他把雪茄叼回嘴里,看向里奥。
里奥直接走到他面前,压低了声音。
“因为华盛顿已经不看好实业了,看看这次他们对待断供的态度。白宫的那帮幕僚宁愿看着匹兹堡的药房关门,也要保住辉瑞和强生的定价权。”
“这背后的逻辑非常简单,在现在的资本架构里,医药和金融的收割效率远高于你们这种流汗的行业,他们已经把医药和保险变成了某种金融衍生品,把你们这些挖煤和发电的看作是可以随时牺牲的过时产能。”
“看看数据吧。”
“医药行业的平均利润率是能源行业的两倍,游说预算是你们的三倍。”
“在国会山,他们的声音比你们大。在税法里,他们的漏洞比你们多。”
里奥继续说道:“我的药品透明法案本质上是在帮你们这些实业商削减行政成本。每一分被挤掉的医药泡沫,最终都会变成工人的医疗保险盈余。”
“那意味着工厂的用工成本会下降,你们的利润会提高。”
“但是,那些药企不愿意吐出这块肉。”
“他们宁愿饿死匹兹堡,宁愿让宾夕法尼亚的工业复兴计划流产,也要保住他们的超额利润。”
“他们在吸你们的血,斯特林先生。”
“他们在用你们的电,你们的气,生产出天价的药,然后反过来用这笔钱在华盛顿收买议员,制定对你们不利的政策。”
“我们要搞清楚到底是谁在养活美国。”
里奥继续鼓动着斯特林:“是那些坐在恒温办公室里倒卖专利、靠收割病人致富的医药买办?还是我们这些顶着风雪挖煤、发电、建工厂的实业家?”

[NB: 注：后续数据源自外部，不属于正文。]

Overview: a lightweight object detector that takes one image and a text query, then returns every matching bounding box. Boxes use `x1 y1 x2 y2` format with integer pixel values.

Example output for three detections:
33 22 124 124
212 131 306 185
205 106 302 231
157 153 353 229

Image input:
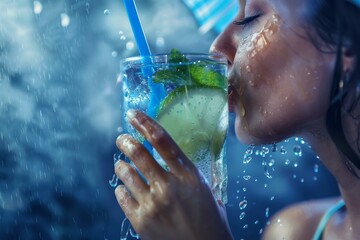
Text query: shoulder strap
312 199 345 240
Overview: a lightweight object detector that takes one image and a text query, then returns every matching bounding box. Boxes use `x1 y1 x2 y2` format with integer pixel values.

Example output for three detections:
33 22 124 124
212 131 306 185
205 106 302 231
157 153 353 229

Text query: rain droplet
239 200 247 210
34 1 42 14
109 174 119 187
156 37 165 47
104 9 110 16
268 159 275 167
293 145 302 157
314 164 319 173
126 41 135 50
243 175 251 181
111 51 118 57
265 208 270 218
280 146 287 154
60 13 70 27
243 155 252 164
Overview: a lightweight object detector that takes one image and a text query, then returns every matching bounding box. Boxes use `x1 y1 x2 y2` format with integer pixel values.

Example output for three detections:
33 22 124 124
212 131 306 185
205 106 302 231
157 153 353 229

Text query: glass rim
120 52 227 65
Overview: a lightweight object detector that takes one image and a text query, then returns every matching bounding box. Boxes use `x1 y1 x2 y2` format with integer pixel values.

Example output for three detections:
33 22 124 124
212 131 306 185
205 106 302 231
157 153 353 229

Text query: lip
228 85 239 112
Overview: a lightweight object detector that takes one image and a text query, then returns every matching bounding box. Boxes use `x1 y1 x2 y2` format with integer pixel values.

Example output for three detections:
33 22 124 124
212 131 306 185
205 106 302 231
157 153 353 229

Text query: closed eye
234 14 261 26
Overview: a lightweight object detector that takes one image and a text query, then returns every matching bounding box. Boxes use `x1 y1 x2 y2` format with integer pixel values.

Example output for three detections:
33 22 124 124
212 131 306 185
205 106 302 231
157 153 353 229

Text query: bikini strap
312 199 345 240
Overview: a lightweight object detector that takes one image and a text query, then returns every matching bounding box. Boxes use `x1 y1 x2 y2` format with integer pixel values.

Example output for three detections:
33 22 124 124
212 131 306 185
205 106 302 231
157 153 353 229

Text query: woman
115 0 360 240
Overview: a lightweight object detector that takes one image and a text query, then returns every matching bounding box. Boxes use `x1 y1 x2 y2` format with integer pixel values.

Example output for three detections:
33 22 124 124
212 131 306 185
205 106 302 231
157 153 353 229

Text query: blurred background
0 0 338 240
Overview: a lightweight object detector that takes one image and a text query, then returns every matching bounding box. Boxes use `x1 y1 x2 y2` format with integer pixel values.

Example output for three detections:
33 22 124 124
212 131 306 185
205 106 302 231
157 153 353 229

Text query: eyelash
234 14 260 26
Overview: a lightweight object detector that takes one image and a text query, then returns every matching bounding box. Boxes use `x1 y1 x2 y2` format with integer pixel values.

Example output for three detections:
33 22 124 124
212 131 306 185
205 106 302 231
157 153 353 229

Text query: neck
303 125 360 236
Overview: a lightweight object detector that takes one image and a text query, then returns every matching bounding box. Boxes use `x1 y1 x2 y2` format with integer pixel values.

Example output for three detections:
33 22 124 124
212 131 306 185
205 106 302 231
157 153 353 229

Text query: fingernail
126 109 136 121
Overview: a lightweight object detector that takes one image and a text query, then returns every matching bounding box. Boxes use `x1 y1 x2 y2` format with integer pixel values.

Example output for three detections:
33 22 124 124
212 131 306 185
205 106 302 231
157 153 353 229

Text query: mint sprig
153 49 227 88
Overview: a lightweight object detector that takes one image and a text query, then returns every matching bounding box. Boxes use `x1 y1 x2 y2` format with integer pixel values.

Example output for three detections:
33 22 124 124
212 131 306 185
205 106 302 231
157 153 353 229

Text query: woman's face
211 0 335 144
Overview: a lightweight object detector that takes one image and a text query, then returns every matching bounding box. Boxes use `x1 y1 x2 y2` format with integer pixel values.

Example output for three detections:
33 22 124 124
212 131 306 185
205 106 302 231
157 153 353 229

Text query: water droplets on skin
120 218 140 240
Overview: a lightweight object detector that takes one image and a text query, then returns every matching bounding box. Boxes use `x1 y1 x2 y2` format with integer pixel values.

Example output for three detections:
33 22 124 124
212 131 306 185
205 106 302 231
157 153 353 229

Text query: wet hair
309 0 360 176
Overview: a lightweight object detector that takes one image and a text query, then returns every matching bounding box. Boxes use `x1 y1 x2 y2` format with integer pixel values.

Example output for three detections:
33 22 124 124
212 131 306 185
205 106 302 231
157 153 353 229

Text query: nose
210 23 237 67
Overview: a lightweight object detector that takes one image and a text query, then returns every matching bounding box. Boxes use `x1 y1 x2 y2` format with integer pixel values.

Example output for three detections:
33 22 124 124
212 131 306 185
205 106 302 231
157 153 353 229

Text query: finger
115 161 150 203
116 134 166 182
115 185 139 222
127 110 194 174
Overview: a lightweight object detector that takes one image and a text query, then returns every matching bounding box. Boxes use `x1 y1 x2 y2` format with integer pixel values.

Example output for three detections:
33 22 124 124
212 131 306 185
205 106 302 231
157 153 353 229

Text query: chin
235 115 287 145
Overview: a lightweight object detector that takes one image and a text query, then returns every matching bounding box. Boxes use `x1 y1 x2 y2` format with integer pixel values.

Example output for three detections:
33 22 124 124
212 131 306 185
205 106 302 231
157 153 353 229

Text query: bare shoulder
262 198 339 240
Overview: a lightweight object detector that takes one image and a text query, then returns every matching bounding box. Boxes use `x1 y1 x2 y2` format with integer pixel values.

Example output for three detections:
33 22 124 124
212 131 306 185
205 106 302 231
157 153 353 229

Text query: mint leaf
190 64 227 88
153 49 227 89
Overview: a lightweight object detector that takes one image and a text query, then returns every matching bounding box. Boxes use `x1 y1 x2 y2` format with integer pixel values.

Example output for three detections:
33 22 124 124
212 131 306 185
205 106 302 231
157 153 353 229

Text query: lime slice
156 86 228 163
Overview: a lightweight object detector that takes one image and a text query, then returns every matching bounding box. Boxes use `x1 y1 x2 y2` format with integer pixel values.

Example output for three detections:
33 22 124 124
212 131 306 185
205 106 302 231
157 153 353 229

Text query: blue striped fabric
183 0 360 34
183 0 239 34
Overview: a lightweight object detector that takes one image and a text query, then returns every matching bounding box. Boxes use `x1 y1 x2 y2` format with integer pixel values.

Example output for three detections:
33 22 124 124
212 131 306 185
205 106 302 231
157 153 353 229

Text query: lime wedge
156 86 228 163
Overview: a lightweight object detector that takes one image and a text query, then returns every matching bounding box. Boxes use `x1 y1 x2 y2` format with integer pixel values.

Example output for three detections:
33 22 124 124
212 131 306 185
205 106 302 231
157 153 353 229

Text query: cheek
236 15 333 142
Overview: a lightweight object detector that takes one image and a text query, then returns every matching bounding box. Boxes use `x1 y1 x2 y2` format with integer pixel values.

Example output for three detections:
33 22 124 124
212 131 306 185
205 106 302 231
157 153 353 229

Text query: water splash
239 200 247 210
34 1 42 14
60 13 70 28
104 9 111 16
120 218 140 240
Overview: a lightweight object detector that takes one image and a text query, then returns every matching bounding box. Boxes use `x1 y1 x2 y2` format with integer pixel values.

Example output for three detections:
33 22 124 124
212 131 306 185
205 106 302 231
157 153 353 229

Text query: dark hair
309 0 360 176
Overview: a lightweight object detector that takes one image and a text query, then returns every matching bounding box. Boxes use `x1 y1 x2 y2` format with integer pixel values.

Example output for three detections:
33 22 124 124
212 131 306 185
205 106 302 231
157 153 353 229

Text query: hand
115 110 232 240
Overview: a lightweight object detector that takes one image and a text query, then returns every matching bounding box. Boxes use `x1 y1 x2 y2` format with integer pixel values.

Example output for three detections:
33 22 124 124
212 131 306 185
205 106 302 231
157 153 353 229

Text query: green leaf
190 64 227 88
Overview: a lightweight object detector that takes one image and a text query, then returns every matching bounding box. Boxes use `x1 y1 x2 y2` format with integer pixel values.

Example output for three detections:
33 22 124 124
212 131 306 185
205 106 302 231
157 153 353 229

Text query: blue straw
124 0 165 151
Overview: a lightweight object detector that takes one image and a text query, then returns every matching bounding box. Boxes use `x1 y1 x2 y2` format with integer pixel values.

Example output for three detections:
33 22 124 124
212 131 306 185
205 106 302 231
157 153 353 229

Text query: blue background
0 0 338 239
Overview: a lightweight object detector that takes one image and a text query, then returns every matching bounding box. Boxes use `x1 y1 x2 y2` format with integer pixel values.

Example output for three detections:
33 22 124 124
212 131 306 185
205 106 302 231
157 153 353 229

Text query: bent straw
124 0 165 153
124 0 165 117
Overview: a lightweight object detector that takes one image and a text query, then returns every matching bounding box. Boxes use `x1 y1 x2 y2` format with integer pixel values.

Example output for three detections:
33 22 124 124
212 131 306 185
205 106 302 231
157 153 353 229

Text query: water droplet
34 1 42 14
246 65 251 73
239 200 247 210
271 143 277 152
243 156 252 164
111 51 118 57
280 146 287 154
265 208 270 218
268 159 275 167
126 41 135 50
60 13 70 27
314 164 319 173
156 37 165 47
293 145 302 157
243 175 251 181
104 9 110 16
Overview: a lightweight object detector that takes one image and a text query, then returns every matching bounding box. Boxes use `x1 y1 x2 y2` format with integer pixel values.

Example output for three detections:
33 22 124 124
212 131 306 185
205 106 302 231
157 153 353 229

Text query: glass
120 51 228 203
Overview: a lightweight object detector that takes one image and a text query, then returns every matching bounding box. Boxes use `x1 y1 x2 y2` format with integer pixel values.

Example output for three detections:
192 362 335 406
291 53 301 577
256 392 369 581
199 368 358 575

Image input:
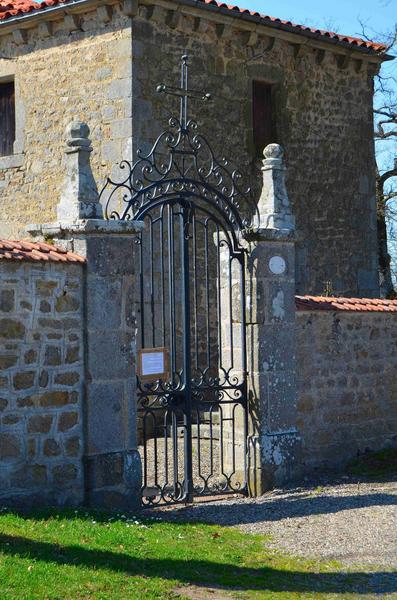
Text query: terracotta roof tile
295 296 397 312
0 0 387 54
0 240 85 263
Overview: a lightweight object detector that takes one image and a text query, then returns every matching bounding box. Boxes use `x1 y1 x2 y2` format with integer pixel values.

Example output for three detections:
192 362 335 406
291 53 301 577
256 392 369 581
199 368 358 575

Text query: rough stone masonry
0 0 385 296
0 258 84 506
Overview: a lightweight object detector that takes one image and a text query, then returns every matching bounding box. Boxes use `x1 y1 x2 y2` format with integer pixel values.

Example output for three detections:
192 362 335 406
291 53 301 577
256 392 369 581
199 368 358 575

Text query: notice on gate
138 348 168 381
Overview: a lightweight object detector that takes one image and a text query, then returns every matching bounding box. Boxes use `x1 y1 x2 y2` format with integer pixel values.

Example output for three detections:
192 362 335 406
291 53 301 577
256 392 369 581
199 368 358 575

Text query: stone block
52 464 79 484
43 438 61 457
87 235 137 278
0 318 26 340
54 371 80 387
28 415 52 433
11 464 47 488
88 331 135 380
65 346 80 364
87 275 122 329
39 371 48 388
36 279 59 296
58 411 79 431
87 381 124 454
23 349 37 365
12 371 36 390
0 433 21 460
0 414 22 425
40 300 51 313
38 390 72 408
55 293 80 313
64 436 81 457
44 346 62 367
0 289 15 312
0 354 18 371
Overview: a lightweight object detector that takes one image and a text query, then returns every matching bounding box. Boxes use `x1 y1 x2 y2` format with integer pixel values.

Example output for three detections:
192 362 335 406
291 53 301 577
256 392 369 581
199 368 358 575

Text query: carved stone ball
66 121 90 139
263 144 284 158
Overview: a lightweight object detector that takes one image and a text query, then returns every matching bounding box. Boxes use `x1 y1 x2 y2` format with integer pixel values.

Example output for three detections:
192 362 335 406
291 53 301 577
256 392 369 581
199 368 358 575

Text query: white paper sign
141 352 165 376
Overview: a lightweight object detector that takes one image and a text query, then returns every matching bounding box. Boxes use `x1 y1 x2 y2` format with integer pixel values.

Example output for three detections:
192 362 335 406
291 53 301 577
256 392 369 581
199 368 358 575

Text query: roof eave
0 0 395 62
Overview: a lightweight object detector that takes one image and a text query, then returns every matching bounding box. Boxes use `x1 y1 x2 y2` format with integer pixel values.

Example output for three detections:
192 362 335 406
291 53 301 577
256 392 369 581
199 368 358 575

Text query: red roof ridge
295 295 397 312
0 239 85 264
0 0 387 54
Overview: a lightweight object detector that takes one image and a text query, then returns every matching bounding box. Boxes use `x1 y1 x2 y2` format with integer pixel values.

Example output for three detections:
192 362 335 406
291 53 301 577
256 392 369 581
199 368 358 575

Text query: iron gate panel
101 57 256 505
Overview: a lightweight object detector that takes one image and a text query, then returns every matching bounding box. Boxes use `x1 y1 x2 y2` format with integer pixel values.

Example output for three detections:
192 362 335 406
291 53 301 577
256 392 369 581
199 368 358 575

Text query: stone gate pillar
247 144 301 495
29 122 141 510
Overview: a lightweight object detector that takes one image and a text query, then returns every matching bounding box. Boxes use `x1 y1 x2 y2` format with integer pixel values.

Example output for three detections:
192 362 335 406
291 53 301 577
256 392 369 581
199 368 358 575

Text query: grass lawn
0 510 392 600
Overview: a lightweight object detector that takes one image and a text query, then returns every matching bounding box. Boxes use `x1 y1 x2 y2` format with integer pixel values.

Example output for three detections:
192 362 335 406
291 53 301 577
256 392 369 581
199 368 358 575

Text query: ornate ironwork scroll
101 56 251 506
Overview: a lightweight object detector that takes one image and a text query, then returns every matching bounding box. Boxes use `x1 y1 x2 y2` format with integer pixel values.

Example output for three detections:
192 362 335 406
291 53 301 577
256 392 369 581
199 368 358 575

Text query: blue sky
241 0 397 286
237 0 397 40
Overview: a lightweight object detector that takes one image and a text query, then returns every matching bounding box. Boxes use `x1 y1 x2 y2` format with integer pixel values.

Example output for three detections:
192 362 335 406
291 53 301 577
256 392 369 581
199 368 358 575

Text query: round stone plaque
269 256 287 275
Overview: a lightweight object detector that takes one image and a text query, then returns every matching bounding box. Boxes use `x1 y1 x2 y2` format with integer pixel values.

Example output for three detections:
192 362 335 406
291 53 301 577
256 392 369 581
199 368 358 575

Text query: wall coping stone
26 219 145 237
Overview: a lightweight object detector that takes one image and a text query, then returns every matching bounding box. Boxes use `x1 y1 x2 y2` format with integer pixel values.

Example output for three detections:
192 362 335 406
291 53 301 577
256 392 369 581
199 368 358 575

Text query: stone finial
258 144 295 232
57 121 103 223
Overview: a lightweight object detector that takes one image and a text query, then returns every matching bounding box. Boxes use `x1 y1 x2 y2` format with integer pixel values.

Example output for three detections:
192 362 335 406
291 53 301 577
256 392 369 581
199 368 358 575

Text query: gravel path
155 478 397 578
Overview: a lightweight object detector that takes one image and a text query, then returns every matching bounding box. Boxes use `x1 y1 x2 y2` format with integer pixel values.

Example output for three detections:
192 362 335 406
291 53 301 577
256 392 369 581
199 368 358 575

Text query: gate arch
101 57 256 505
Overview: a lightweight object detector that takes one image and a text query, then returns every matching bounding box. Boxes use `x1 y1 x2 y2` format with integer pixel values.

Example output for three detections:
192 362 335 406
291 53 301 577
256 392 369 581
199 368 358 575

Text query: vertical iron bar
240 252 248 486
149 217 156 348
168 205 176 383
180 205 193 502
139 233 145 348
204 219 211 368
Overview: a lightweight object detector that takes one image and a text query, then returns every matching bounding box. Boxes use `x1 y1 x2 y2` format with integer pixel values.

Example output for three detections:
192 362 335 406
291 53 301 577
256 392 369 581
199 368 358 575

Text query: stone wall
0 260 83 505
132 7 379 296
0 4 378 296
296 311 397 472
0 6 131 239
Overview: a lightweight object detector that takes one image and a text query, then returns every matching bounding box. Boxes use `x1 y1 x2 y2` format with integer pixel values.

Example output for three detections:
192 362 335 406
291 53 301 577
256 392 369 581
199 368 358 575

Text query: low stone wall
0 260 83 506
296 310 397 473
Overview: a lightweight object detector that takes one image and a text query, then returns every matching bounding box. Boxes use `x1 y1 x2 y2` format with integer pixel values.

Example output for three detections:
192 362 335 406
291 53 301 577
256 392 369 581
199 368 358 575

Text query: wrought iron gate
102 56 253 505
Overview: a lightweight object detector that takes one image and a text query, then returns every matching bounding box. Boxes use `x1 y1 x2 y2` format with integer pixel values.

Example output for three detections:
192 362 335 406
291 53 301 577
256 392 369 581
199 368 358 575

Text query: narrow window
252 81 276 158
0 81 15 156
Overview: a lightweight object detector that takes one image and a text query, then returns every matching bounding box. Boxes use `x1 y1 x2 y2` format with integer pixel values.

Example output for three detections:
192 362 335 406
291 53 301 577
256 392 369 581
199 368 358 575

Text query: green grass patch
347 448 397 479
0 507 390 600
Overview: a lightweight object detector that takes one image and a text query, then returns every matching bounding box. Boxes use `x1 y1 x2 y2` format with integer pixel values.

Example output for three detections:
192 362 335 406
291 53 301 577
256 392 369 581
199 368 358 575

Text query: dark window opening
252 81 276 158
0 81 15 156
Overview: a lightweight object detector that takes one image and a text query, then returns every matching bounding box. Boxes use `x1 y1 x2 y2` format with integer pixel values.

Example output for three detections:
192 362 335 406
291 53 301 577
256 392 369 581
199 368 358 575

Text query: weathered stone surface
55 294 80 313
28 415 53 433
40 300 51 313
24 349 37 365
65 436 81 457
13 371 36 390
0 433 21 460
0 318 26 340
0 354 18 371
58 412 79 431
11 464 47 488
43 438 61 456
0 414 22 425
39 371 48 388
52 464 78 484
38 390 70 408
65 346 80 364
54 371 80 386
0 290 15 312
44 346 62 366
296 311 397 472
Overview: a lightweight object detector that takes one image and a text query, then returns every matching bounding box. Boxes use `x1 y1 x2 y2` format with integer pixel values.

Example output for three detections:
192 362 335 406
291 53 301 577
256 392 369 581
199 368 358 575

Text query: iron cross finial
157 54 211 129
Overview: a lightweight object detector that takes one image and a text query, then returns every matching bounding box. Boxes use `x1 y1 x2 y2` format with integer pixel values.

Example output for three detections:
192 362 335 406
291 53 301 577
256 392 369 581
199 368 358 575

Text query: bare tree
372 25 397 298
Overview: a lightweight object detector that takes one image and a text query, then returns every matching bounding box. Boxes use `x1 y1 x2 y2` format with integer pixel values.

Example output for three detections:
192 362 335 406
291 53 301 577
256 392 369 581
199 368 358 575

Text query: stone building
0 0 397 508
0 0 387 296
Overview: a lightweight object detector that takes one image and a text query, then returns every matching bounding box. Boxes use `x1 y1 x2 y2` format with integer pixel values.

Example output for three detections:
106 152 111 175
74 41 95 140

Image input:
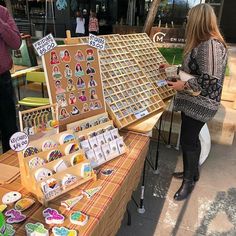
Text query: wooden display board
64 35 164 128
42 45 105 125
121 33 175 100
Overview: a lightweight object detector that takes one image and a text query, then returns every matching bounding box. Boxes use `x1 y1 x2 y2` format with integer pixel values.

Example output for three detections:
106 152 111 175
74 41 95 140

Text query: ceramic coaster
23 146 39 157
52 227 77 236
25 222 49 236
43 208 65 225
65 143 79 155
15 198 35 211
70 211 88 226
42 140 58 151
59 134 75 144
29 157 46 169
47 150 63 162
5 209 26 224
70 153 85 166
34 168 52 181
2 192 21 204
61 195 83 211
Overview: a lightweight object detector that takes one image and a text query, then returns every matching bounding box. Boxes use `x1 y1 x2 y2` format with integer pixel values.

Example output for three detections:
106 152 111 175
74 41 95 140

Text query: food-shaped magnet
23 146 39 157
80 163 92 178
116 137 125 154
15 197 35 211
42 140 58 151
34 167 52 181
52 227 77 236
43 208 65 225
61 174 78 189
25 222 49 236
53 160 68 173
70 153 85 166
70 211 88 226
59 134 75 144
65 143 79 155
29 157 46 169
82 186 102 198
2 191 21 205
61 195 83 211
5 209 26 224
47 150 63 162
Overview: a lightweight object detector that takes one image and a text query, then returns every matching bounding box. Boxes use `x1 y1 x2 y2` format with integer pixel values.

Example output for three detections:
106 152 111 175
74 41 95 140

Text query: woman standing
89 11 99 35
75 11 85 37
168 4 227 201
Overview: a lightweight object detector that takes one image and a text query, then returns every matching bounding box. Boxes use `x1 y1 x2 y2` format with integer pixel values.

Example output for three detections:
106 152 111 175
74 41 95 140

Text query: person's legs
174 113 204 200
0 72 17 152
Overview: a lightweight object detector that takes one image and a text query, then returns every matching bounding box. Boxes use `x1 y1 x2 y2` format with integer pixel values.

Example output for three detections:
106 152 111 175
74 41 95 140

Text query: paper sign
89 34 106 50
156 79 167 88
33 34 57 57
134 109 149 119
9 132 29 152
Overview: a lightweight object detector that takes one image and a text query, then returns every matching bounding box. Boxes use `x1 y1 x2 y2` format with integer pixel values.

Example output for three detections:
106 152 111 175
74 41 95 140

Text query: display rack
67 35 164 128
18 131 96 205
120 33 175 100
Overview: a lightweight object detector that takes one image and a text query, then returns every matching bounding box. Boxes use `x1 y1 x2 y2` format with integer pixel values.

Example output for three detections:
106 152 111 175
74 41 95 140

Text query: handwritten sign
89 34 106 50
9 132 29 152
33 34 57 57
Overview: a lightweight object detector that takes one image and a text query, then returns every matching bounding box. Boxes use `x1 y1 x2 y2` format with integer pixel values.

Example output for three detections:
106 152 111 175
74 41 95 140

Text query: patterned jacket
174 39 227 122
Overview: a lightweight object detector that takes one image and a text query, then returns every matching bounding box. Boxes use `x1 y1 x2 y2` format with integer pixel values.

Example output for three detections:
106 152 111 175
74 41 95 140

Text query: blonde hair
184 3 226 55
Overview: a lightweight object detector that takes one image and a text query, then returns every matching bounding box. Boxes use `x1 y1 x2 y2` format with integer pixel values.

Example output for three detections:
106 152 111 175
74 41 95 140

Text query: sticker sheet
43 45 105 125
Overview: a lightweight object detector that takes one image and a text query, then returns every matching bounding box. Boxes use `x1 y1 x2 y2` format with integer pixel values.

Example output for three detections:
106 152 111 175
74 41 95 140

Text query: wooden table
0 132 149 236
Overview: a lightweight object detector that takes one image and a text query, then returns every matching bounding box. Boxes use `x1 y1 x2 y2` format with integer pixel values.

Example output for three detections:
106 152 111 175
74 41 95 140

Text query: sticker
52 66 62 80
70 211 88 226
53 160 68 173
61 174 78 189
42 140 58 151
29 157 46 169
23 146 39 157
34 168 52 181
61 195 83 211
2 192 21 205
0 204 7 212
15 198 35 211
47 150 63 162
80 163 92 178
25 222 49 236
5 209 26 224
70 153 85 166
52 227 77 236
43 208 65 225
75 63 84 77
82 186 102 198
9 132 29 152
59 133 75 144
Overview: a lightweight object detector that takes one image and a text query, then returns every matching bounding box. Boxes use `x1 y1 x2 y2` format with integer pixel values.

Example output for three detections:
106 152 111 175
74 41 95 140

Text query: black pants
0 71 17 152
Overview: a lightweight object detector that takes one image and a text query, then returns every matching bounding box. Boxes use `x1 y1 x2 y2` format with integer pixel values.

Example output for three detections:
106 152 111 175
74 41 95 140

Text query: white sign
9 132 29 152
33 34 57 57
156 79 167 88
134 109 149 119
89 34 106 50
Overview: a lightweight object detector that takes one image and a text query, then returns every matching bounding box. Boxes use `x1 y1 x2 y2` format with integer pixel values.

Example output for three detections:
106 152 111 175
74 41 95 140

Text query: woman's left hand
167 80 185 91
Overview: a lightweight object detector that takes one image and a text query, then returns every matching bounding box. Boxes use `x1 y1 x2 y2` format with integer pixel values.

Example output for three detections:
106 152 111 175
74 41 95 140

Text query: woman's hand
167 80 186 91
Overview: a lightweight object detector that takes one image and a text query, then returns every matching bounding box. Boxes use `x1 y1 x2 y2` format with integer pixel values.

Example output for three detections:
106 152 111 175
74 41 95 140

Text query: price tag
89 34 106 50
33 34 57 57
9 132 29 152
134 109 149 119
156 79 167 87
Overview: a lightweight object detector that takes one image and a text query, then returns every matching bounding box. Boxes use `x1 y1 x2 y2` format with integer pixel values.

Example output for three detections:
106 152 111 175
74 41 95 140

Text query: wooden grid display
42 45 105 125
18 131 96 205
121 33 175 100
66 35 164 128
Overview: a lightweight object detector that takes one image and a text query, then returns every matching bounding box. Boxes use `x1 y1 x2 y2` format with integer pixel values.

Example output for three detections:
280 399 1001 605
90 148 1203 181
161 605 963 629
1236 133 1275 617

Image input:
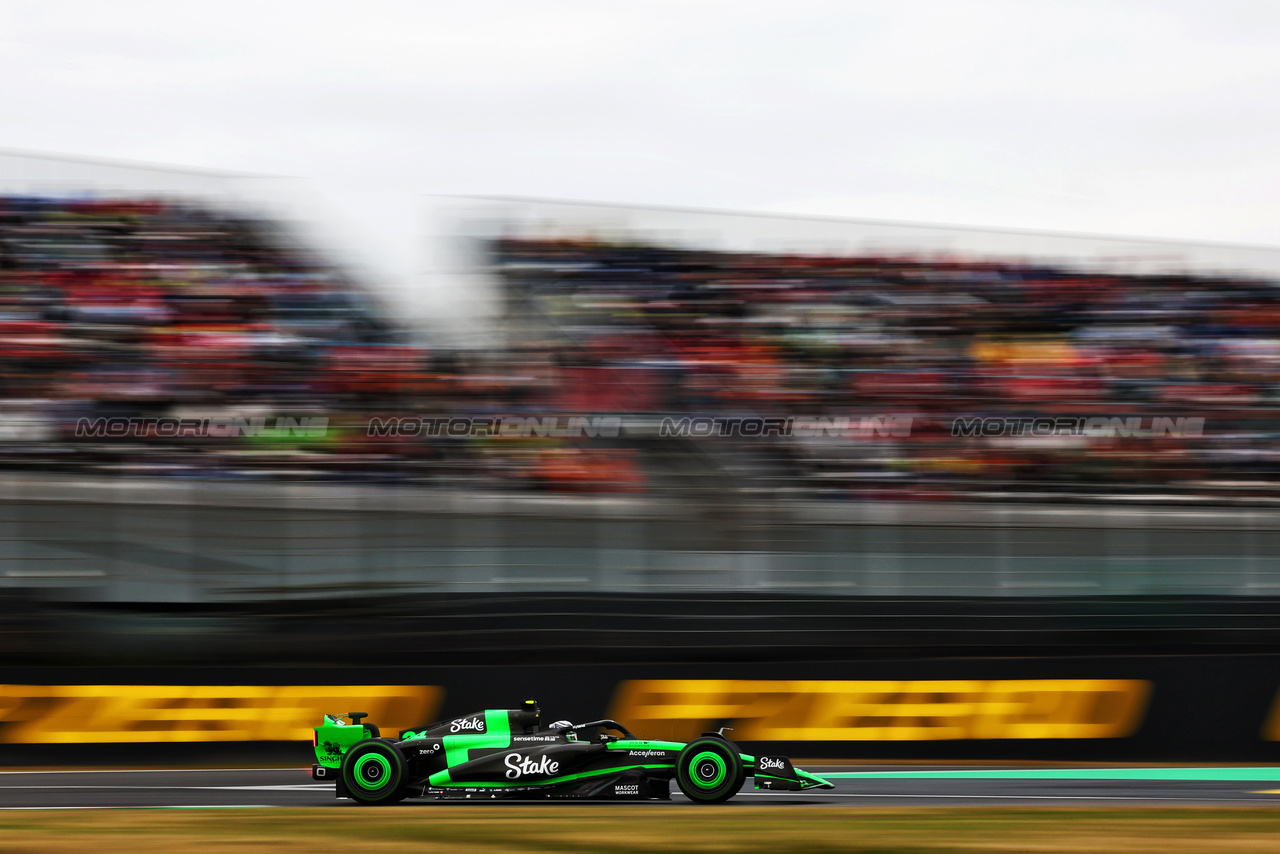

“既然华盛顿的官僚和药企金主们锁死了宾州的生路,那么宾州作为能源产地,有权优先保障本地工业安全。”
里奥的话戳中了斯特林的痛点。
确实,在过去的十年里,能源行业在华盛顿的日子越来越难过。
环保法规层出不穷,碳税压力越来越大,而医药巨头们却混得风生水起。
虽然里奥的话很有煽动性,但斯特林还是笑了笑:“里奥,我不是第一天跟医药行业打交道了。”
斯特林向后靠在椅背上。
“我很清楚你现在的处境,你的那个《药品福利透明与公平法案》虽然是个好东西,但你太贪心了。”